When we were finalizing the specification for the EBMS, Web Services was all the buzz among control vendors. Many vendors demonstrated SOAP-based building gateways to us – but the product never quite had a part number. Standards were non-existent. oBIX was not yet even a committee draft. The BACnet-WS committee had not begun to meet.

Administrative IT at Universities is always behind the times. The culture that cherishes and maintains Old East, the first State University building, preserves and protects old business processes as well. Our CIO had pronounced a year before that he was pretty sure that XML was a fad, and he knew Web Services were a fad, and we were to let none of that stuff in here. We needed innovation; we needed to push the building controls industry. Such efforts require very clear communication. We went to bid with a document that never once mentioned Service Oriented Architecture, or Web Services.

Building system contracts are traditionally managed as construction projects. UNC is a state agency. State construction projects rely on a very structured business process producing very predictable results. Because we were breaking new ground, we needed to contract for performance, not design. Performance contracting is not part of the normal process in the North Carolina State Construction Office.

State construction did not know what to do with this project. Our creative and resourceful energy manager, Jay Evans, continued to fight for EBMS. At one point, we actually received a suggestion to bid a small portion of the project and do most of the work on change orders; Jay rejected that approach and kept pushing. Finally, State Construction agreed that we could run a controls project through the State IT business process; SIPS supported an RFP / performance based project cycle.

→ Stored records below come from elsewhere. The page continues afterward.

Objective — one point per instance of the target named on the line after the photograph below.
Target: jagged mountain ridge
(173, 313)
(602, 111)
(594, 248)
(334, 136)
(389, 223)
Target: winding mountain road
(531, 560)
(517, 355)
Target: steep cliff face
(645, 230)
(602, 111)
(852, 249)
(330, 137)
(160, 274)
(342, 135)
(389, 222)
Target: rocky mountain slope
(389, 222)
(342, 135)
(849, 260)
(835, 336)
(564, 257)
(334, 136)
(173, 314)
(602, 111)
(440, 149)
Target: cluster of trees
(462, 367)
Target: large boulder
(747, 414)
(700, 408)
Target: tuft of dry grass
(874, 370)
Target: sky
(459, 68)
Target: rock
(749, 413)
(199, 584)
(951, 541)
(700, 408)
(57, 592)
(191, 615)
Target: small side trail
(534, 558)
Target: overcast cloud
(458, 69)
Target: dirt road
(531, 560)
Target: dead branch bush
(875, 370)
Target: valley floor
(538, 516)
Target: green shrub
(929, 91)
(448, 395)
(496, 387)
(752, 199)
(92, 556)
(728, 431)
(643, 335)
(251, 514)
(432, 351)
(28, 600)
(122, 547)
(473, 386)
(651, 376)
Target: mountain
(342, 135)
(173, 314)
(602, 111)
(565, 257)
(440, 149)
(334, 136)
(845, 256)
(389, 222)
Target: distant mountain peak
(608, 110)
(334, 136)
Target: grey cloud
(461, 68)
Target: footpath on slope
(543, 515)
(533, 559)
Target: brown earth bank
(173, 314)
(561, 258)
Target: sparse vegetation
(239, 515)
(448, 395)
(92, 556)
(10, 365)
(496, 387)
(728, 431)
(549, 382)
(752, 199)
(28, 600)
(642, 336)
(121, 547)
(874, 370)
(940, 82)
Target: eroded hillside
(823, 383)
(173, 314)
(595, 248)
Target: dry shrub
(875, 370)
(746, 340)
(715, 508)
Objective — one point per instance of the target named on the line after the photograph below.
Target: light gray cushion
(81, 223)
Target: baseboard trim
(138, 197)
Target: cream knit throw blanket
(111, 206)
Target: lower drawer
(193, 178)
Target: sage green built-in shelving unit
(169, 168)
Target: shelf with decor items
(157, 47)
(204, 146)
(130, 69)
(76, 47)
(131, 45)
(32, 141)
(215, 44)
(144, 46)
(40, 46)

So it began. All communications outside the building were going to be XML based, but no standard was specified. All Monitoring and Operation was going to be from a single web-based system. All graphics were going to be vector based, so every page could display on any device, and scale as needed from large screen to small. (And this worked – I’ve already seen our system operated from an iPhone).

Fortunately, every group associated with the final team approached the project as partners. An example of this occurred about six months in. To preserve legacy systems until the next building renovation, we were placing special purpose gateways in front of the existing building systems. The subcontractor installing these gateways, Yamas, was using the only solution available at bid time: a proof of concept web services engine available from Tridium. oBIX had become a committee draft, and was sliding into the slow process of OASIS Committee Standard approval. Based on a Phone call, Tridium agreed to re-write their gateways around oBIX and deliver us the newer product based on the standard. Yamas agreed to accept later delivery and still meet their delivery schedule to provide us a standards-based solution. Cyrus Technologies promptly agreed to revamp their development work our standards-based vision. All willingly cooperated as a team to deliver the innovative standards based solution we wanted.

One last system hurdle rose up in our path – standards-based XML graphics. When we launched the project, SVG (Scalable Vector Graphics) – a vector-based W3 standard - seemed the clear choice. During the project, the market leader in SVG tools and rendering bought a market leader in a competing technology; Adobe abandoned SVG after it acquired Flash. We had to scramble and switch to XAML. I am not entirely happy with that change, but that was the way the market developed. On the bright side, there are some DWG/XAML converters, so it looks like we will be able to bring our AutoCAD floor plans into EBMS.

Open Standards-based development is new to building systems. There will be hurdles that you do not expect. You need a team that is willing to commit to a vision. You will probably need to define a performance based project, as the road is not entirely clear. For us, the results are well worth it.